The Unknown Soldier is one of Harper's slickest sounding albums that veers away from straight up prog folk and finds an array of musical styles that at times incorporate a distinctive Floydian influence on three of album's best songs, The Flycatcher, You and a reworked version, of his co-written song with David Gilmour, titled Short And Sweet from Gilmour's first solo album.

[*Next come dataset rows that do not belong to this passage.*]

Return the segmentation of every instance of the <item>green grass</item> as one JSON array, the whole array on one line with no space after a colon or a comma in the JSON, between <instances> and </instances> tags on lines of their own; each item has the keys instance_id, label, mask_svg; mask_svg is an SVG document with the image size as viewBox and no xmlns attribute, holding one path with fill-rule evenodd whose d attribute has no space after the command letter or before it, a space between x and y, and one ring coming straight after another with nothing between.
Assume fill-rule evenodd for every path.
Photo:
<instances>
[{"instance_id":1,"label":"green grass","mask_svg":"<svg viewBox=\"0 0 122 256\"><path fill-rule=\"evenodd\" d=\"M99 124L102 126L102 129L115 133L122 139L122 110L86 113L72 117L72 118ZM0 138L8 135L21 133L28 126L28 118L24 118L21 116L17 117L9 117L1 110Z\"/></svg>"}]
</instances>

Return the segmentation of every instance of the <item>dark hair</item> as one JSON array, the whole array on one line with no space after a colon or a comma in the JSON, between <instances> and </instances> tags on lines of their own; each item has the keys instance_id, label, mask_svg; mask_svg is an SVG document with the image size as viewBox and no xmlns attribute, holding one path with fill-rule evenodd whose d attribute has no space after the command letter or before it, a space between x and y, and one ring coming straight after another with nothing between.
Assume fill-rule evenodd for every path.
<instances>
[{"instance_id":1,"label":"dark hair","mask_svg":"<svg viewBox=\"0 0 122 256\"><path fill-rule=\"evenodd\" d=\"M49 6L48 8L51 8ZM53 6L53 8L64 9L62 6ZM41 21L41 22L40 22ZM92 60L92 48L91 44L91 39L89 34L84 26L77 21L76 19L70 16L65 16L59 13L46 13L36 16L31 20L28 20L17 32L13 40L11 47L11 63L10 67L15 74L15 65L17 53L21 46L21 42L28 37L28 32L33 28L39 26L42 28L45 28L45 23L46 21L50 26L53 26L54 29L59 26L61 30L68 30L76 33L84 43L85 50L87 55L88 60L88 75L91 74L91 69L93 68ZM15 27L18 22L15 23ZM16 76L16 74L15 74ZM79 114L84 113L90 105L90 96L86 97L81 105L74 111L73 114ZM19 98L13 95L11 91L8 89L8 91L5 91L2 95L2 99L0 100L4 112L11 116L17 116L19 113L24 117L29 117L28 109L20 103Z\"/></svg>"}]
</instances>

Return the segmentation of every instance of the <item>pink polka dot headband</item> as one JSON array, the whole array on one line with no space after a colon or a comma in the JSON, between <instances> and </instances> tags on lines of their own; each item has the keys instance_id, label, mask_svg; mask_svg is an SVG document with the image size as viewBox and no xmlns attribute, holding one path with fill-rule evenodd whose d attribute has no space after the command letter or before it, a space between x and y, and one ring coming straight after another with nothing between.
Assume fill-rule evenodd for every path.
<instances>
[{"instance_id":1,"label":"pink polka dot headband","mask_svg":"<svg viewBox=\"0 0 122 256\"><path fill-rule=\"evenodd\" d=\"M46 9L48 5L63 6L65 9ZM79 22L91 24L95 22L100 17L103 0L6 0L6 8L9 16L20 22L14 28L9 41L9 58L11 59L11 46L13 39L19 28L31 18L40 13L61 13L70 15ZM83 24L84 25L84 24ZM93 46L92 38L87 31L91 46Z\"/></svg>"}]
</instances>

They are among the best tracks on the album with The Flycatcher displaying an eerie violin accompaniment written by David Bedford, while special guest Gilmour graces You with his majestic guitar. You is also a duet with the incomparable Kate Bush, another long time friend and fan of Harper. Short And Sweet features the caustic six chord opening riff found on the Gilmour version, but Roy's rearrangement features a galloping bass line and dramatic swirling strings in the song's instrumental middle section that gives the song an epic feel that Gilmour's version only hinted at.

Harper is a great vocalist and handles all of the vocals, usually overdubbed in the choruses, extremely well and is quite actually another instrument on this album.

Where the album starts to go flat is with the songs Playing Games, First Thing In The Morning, and Ten Years Ago which employ new wave-ish Yamaha synths that are supplemented with Gilmour like guitar from Andy Roberts. This is acceptable ear candy to me, but where the album really fails is that it's totally solo acoustic title track sounds like one of Harper's known for throwaway pieces and lacks the gravitas of either a song that connotes such serious subject matter, or frankly, as a song used for an album title track. This is stark contrast to album's chilling cover photo of a real skeleton taken at a war memorial site in France.

Anyone familiar with the ways of Roy Harper will know that Roy has a sweet spot for this album based on the extensive babbling liner notes that he wrote for the CD reissue. The only other album to receive this level of attention was the Dream Society released in 1998. The Unknown Soldier was an album that, I guess, Roy consciously made to be either a hit or to at least sound contemporary. He failed at achieving guess number one, but this album's style of music and sound production ensure that he achieved guess number two. 3.5 stars as it's still a worthy early period Harper album that fans should own.